Keywords

1 Introduction

Several forms of deep Recurrent Neural Network (RNN) architectures, such as LSTM [7] and GRU [2], have achieved state-of-the-art results in many sequential classification tasks [3, 5, 6, 14, 15, 17] during the past few years. The number of stacked RNN layers, i.e. the network depth, has key importance in extending the ability of the architecture to express more complex dynamic systems [1, 12]. However, training deeper networks poses problems that are yet to be solved.
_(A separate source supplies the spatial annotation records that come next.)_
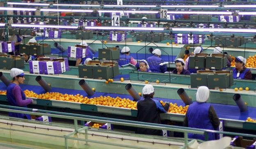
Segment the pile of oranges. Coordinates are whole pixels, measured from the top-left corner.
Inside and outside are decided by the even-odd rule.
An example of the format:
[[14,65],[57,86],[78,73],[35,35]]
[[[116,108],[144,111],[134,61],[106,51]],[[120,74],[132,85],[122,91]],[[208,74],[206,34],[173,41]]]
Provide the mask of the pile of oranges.
[[[165,105],[165,103],[162,100],[160,101],[160,102],[163,106]],[[168,112],[185,114],[187,111],[188,107],[188,105],[184,107],[182,105],[179,106],[176,103],[173,104],[172,102],[171,102],[170,103],[170,107],[168,109]]]
[[[59,92],[46,92],[45,93],[38,94],[34,93],[33,91],[29,91],[27,89],[24,91],[26,96],[27,97],[33,97],[40,99],[53,99],[58,100],[70,101],[73,102],[80,102],[84,104],[103,105],[107,106],[112,106],[125,108],[129,108],[132,109],[137,109],[137,102],[130,100],[129,98],[122,98],[119,96],[115,98],[110,96],[95,97],[89,98],[87,97],[83,97],[79,93],[76,95],[62,94]],[[0,94],[6,94],[6,91],[0,91]],[[162,100],[160,102],[164,105],[165,103]],[[186,113],[188,105],[183,107],[181,105],[178,106],[177,103],[170,103],[170,107],[168,112],[185,114]],[[97,128],[97,127],[95,127]]]
[[101,126],[101,125],[98,124],[98,123],[94,123],[93,125],[91,126],[91,127],[92,128],[99,128],[100,127],[101,127],[102,126]]
[[254,56],[249,56],[247,60],[246,67],[256,68],[256,54]]
[[247,118],[247,119],[246,120],[247,122],[256,122],[256,120],[253,119],[249,117]]
[[6,95],[6,91],[0,90],[0,95]]

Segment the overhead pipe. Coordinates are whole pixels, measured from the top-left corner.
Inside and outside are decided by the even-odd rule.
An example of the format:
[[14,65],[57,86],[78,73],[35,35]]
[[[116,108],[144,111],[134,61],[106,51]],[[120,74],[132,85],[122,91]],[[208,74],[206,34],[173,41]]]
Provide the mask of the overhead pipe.
[[79,85],[81,86],[86,93],[89,96],[92,96],[94,94],[94,92],[92,90],[91,88],[89,87],[89,85],[86,83],[85,79],[82,79],[79,81]]
[[178,91],[177,91],[177,93],[184,103],[185,103],[185,105],[190,105],[193,103],[193,101],[192,101],[191,99],[188,97],[184,89],[182,88],[179,89],[178,90]]

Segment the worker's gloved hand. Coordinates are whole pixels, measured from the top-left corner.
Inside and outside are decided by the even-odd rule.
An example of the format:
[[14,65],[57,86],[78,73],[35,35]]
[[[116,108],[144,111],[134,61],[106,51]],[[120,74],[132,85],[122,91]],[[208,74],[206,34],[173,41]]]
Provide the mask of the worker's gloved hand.
[[166,111],[168,111],[169,109],[169,108],[170,107],[170,102],[165,102],[165,104],[164,106],[164,109]]

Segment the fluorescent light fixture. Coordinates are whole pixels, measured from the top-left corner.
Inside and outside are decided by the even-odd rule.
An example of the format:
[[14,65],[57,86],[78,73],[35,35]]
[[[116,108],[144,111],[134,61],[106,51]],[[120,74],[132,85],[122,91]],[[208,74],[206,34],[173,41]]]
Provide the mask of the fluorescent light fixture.
[[250,5],[224,5],[224,7],[226,8],[256,8],[256,4]]
[[256,29],[172,28],[173,31],[256,33]]
[[99,4],[53,4],[54,6],[77,6],[77,7],[100,7]]
[[161,7],[169,8],[218,8],[218,5],[161,5]]
[[85,27],[87,29],[105,29],[117,30],[144,30],[144,31],[163,31],[163,28],[158,27]]
[[62,11],[62,12],[92,12],[92,10],[83,9],[41,9],[41,11]]
[[0,10],[21,10],[23,11],[35,11],[35,8],[23,8],[14,7],[0,7]]
[[59,29],[77,29],[78,27],[65,25],[52,25],[43,24],[13,24],[11,27],[44,27],[44,28],[56,28]]
[[50,5],[49,4],[42,3],[26,3],[26,2],[7,2],[8,4],[18,4],[20,5],[34,5],[34,6],[48,6]]
[[156,5],[114,5],[114,4],[104,4],[106,7],[155,7]]
[[122,11],[122,10],[98,10],[98,12],[104,12],[104,13],[158,13],[158,11]]
[[223,14],[231,15],[232,12],[226,11],[167,11],[168,14]]
[[238,12],[240,15],[256,15],[256,12]]

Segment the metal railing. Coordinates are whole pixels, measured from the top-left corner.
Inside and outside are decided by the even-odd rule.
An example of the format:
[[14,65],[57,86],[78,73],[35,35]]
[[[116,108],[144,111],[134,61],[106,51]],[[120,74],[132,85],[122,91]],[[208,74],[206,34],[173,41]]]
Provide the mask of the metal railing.
[[[11,108],[11,109],[9,109]],[[20,109],[20,110],[18,109]],[[26,110],[26,111],[21,111]],[[233,133],[225,131],[220,131],[211,130],[206,130],[196,128],[188,128],[180,126],[168,125],[162,124],[154,124],[151,123],[144,122],[131,120],[117,119],[114,118],[100,117],[88,115],[84,115],[78,114],[73,114],[64,112],[59,112],[54,111],[50,111],[44,110],[37,109],[37,112],[33,112],[33,109],[30,108],[17,107],[0,105],[0,111],[5,112],[11,112],[20,113],[25,114],[32,114],[37,116],[45,116],[51,117],[72,120],[74,121],[74,127],[75,131],[63,136],[65,140],[65,146],[67,148],[67,139],[73,139],[74,138],[70,136],[82,131],[86,131],[88,127],[83,127],[79,128],[78,124],[78,121],[91,121],[98,122],[109,123],[112,124],[117,125],[121,126],[130,126],[133,127],[148,128],[158,130],[166,130],[169,131],[179,132],[184,133],[185,145],[182,148],[185,148],[187,147],[188,143],[188,133],[192,133],[203,135],[205,140],[208,140],[208,133],[220,133],[226,135],[238,136],[251,138],[256,138],[256,135],[247,134],[237,133]],[[81,139],[78,139],[80,140]],[[90,142],[91,140],[87,140],[86,137],[83,141]]]

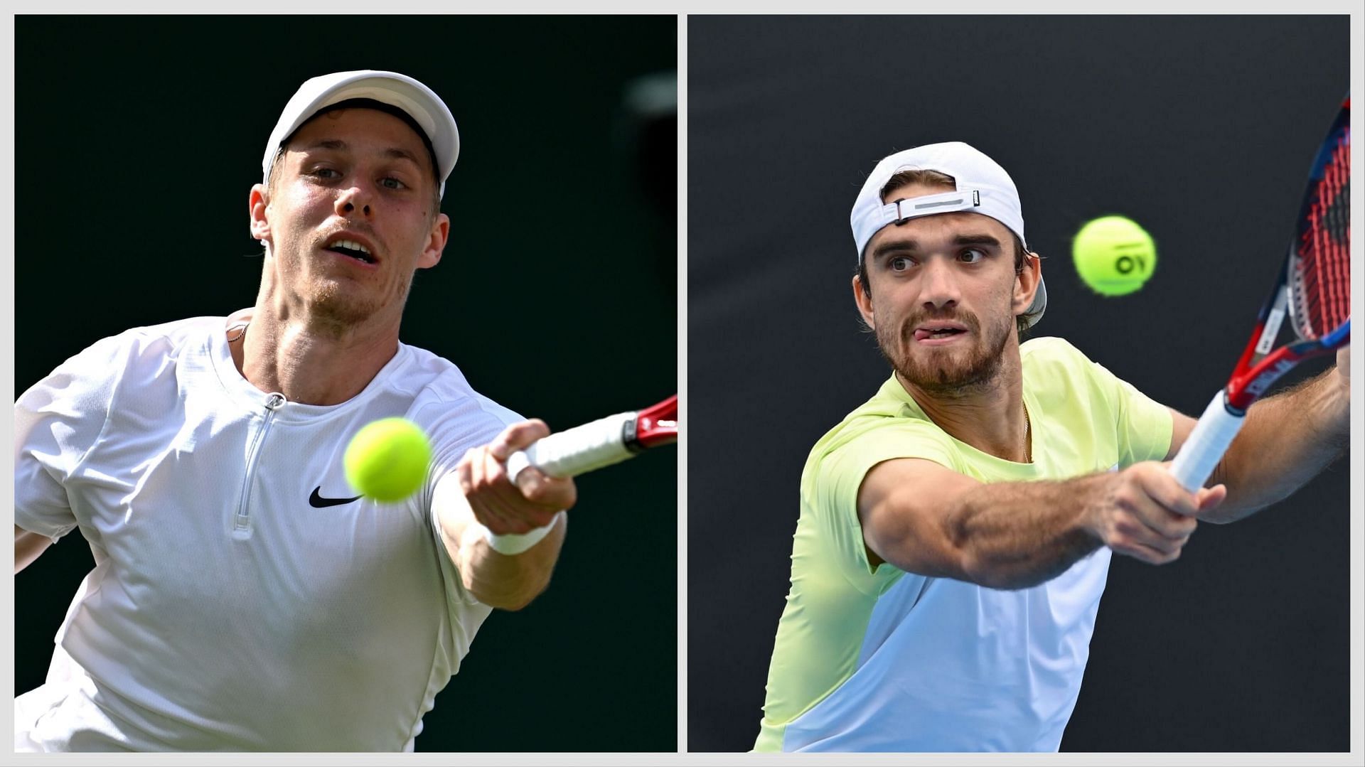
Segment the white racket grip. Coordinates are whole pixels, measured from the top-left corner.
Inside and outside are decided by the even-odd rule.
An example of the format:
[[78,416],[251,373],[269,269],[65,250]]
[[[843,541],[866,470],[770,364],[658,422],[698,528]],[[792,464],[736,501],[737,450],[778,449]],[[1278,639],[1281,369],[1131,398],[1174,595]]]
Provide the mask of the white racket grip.
[[1194,431],[1171,461],[1171,475],[1190,493],[1204,487],[1204,482],[1213,474],[1213,467],[1223,460],[1227,446],[1246,423],[1246,415],[1233,415],[1227,411],[1226,401],[1223,390],[1219,389],[1204,408],[1204,415],[1198,416]]
[[625,446],[622,431],[635,412],[621,412],[550,434],[526,450],[508,456],[508,479],[516,483],[521,471],[534,465],[550,476],[577,476],[612,465],[635,453]]

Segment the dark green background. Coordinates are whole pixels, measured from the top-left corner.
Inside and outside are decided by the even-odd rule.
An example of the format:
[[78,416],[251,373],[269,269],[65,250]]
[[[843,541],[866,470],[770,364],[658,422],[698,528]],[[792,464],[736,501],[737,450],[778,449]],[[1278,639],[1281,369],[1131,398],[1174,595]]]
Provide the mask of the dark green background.
[[[362,68],[460,126],[403,340],[551,427],[676,390],[676,132],[625,102],[676,67],[674,16],[19,16],[15,44],[16,393],[104,336],[253,304],[266,136],[304,79]],[[549,591],[489,618],[418,749],[677,748],[676,460],[580,478]],[[16,693],[90,566],[72,535],[16,576]]]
In this paper, we suggest an approach that breaks the optimization process into several learning phases. Each learning phase includes training an increasingly deeper architecture than the previous ones. In this way, we gradually train and extend the network depth, reducing the deleterious effects of degradation and backpropagation problems. Additionally, by adjusting the appropriate training scheme (mainly the regularization) at every learning phase, we are able to maximize the network performance even further.

2 Gradual Learning

2.1 Notation

Let us represent a network with l layers as a mapping from an input sequence \(X \in \mathcal {X}\) to an output sequence \(\hat{Y}_l \in \mathcal {Y}\) by \(\hat{Y}_l = S_l \circ f_{l} \circ f_{l-1} \circ \dots \circ f_1 (X ; \varTheta _l) \), where the term \(\varTheta _l = \{\theta _1, \dots , \theta _{l}, \theta _{S_l}\}\) denotes the network parameters, such that \(\theta _k\) are the parameters of the \(\text {k}^\text {th}\) layer. We also define the \(\text {l}^\text {th}\) layer cost function by \(J(\varTheta _l) = \mathrm {cost} (\hat{Y}_l, Y)\), where \(\theta ^l = \{\theta _1, \dots , \theta _{l}\}\). Next, we define the gradient vector with respect to \(J(\varTheta )\) by \(\mathbf {g} = \frac{\partial }{\partial \varTheta } J(\varTheta )\), and the gradient vector of the \(\text {k}^\text {th}\) layer parameters with respect to \(J(\varTheta )\) by \(\mathbf {g}_k = \frac{\partial }{\partial \theta _k} J(\varTheta )\).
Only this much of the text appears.